Warum ausgerechnet Jackson Pollock?

Es ist überhaupt nicht seltsam, dass mit dem Tropf-Bild "No. 5, 1948" eines seiner Meisterwerke zum teuersten Gemälde der Geschichte aufstieg. Jackson Pollock schloss das Fenster zur herkömmlichen Malerei - ein amerikanischer Held und Vollender der Avantgarde.
Von Klaus Honnef

Jackson Pollock verkörpert einen ur-amerikanischen Mythos. Was Melville und Hemingway für die Literatur, Lincoln und Kennedy für die Politik des Landes, ist Pollock für die Malerei. Weit vor Andy Warhol. Nicht zufällig ist er der erste amerikanischer Bildkünstler, der Weltruhm erlangte.
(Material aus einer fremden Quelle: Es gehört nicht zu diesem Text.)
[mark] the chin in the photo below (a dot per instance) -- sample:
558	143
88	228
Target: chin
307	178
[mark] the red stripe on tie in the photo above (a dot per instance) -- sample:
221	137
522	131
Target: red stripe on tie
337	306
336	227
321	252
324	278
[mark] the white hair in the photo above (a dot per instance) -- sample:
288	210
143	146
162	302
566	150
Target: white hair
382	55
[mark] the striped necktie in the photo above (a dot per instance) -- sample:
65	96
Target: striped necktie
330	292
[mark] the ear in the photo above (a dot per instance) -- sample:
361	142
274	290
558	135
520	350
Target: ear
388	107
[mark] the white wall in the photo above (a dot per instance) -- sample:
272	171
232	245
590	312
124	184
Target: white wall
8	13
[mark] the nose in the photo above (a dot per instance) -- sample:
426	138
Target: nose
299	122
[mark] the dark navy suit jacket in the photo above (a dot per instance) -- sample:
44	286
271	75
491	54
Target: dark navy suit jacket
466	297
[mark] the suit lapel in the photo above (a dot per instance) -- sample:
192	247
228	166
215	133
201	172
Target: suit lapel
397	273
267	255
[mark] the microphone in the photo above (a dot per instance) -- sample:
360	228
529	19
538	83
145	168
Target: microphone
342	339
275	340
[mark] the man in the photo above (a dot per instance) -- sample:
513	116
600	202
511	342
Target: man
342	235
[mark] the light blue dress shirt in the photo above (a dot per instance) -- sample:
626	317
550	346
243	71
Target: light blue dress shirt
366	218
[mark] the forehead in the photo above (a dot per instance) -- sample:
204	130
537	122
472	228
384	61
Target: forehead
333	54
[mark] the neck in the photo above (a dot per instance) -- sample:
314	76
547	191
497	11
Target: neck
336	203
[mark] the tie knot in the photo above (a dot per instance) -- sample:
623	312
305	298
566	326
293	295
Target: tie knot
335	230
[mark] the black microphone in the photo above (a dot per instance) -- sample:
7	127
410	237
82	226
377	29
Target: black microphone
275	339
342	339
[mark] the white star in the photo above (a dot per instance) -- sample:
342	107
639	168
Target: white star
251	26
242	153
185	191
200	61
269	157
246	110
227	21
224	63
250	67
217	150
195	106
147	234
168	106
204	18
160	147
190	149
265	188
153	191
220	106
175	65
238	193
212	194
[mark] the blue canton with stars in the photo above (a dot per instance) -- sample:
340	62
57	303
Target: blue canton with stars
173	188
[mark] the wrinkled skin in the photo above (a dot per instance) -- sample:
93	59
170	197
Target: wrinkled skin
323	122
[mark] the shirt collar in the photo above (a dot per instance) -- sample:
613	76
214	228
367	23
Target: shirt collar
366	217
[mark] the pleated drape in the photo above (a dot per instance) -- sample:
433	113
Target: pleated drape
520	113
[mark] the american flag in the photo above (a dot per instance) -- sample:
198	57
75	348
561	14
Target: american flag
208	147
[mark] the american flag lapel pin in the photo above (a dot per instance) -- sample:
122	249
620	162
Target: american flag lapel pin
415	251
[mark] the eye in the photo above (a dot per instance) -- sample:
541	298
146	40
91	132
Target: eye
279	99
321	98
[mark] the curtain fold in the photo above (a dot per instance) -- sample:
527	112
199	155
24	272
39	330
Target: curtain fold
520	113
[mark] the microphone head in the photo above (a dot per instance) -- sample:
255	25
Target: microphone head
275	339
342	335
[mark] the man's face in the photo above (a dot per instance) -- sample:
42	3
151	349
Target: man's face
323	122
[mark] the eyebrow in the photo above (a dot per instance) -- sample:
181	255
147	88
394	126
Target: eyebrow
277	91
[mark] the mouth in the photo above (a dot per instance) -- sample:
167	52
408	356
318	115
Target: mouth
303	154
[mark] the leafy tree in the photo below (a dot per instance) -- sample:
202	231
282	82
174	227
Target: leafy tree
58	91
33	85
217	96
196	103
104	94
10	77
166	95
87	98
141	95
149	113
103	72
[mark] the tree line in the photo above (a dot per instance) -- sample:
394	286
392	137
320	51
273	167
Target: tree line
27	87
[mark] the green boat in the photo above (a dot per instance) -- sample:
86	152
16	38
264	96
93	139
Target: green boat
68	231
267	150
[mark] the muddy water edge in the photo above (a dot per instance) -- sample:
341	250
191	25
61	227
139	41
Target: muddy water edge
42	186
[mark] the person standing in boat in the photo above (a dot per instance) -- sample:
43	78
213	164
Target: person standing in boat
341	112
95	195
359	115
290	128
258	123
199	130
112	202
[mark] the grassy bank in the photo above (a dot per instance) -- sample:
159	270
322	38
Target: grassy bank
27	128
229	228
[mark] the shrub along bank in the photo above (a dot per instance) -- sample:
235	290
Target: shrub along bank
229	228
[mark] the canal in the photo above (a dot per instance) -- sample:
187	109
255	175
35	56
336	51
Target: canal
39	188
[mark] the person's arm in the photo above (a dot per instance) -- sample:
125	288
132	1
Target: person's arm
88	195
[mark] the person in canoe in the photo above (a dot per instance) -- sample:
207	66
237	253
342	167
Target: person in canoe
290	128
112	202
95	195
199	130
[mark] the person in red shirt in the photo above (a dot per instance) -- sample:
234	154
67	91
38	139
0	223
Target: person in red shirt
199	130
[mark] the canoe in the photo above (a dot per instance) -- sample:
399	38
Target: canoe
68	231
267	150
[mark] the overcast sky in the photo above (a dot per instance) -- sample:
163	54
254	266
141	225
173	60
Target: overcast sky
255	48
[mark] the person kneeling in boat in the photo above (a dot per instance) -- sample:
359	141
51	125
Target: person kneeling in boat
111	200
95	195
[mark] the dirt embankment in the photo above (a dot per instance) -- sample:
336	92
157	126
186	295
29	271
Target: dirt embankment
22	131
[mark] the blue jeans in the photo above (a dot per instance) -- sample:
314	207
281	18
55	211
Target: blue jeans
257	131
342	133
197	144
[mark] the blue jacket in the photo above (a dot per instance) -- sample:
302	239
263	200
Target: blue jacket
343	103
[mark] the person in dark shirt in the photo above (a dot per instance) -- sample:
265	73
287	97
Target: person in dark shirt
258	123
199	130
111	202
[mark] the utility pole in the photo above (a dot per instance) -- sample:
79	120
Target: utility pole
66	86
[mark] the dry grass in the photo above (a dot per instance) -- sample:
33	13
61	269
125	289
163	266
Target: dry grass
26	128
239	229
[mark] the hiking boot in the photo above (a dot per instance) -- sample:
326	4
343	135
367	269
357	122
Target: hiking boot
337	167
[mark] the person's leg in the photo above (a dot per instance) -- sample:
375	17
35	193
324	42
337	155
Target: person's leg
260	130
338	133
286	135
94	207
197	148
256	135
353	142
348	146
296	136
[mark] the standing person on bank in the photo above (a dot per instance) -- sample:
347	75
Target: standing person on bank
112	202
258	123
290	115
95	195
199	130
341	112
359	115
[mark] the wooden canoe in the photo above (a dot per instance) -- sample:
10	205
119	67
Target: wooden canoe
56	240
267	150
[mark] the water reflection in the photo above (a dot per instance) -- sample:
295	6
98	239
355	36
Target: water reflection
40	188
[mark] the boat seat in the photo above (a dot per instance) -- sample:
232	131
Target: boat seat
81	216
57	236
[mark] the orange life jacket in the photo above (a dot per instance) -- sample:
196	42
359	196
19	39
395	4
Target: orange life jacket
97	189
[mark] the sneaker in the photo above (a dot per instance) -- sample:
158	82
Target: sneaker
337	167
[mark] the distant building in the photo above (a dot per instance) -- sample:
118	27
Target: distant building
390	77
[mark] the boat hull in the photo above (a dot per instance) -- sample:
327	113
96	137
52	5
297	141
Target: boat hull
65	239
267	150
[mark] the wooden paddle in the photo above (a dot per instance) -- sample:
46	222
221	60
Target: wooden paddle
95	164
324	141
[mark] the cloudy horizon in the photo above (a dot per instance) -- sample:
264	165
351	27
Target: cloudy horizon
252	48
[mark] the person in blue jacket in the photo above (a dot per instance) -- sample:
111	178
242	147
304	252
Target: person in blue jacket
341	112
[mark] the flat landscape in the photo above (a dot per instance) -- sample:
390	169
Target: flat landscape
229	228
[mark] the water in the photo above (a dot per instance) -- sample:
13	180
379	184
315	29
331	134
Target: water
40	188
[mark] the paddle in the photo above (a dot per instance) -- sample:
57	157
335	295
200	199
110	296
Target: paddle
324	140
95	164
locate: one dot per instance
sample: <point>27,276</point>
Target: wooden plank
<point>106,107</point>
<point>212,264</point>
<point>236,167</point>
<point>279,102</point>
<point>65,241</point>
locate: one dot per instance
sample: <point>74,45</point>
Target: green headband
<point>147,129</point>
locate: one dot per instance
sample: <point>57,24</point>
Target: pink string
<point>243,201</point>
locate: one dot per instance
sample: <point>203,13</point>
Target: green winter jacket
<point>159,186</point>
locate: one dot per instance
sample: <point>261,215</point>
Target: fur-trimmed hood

Als der später einflussreichste amerikanische Kritiker Clement Greenberg sich im März 1948 entschloss, für die amerikanische Kunst Weltgeltung zu beanspruchen, lieferten ihm Pollocks Bilder die entscheidenden Argumente. Nach langem Suchen und intensiven Bemühungen, sich alle möglichen Anregungen der Kunst der Moderne vom Surrealismus bis zur mexikanischen Wandmalerei anzuverwandeln, schien bei dem Künstler wenige Jahre nach dem Ende des Zweiten Weltkrieges und vor der heißen Phase des Kalten Krieges endlich der Knoten geplatzt zu sein. „Es gibt ein beharrliches Drängen, das Staffeleibild zu überwinden, welches dazu bestimmt ist, nur einen kleinen Platz an der Wand einzunehmen...“, raunte er in seinem ersten Hinweis auf Pollock.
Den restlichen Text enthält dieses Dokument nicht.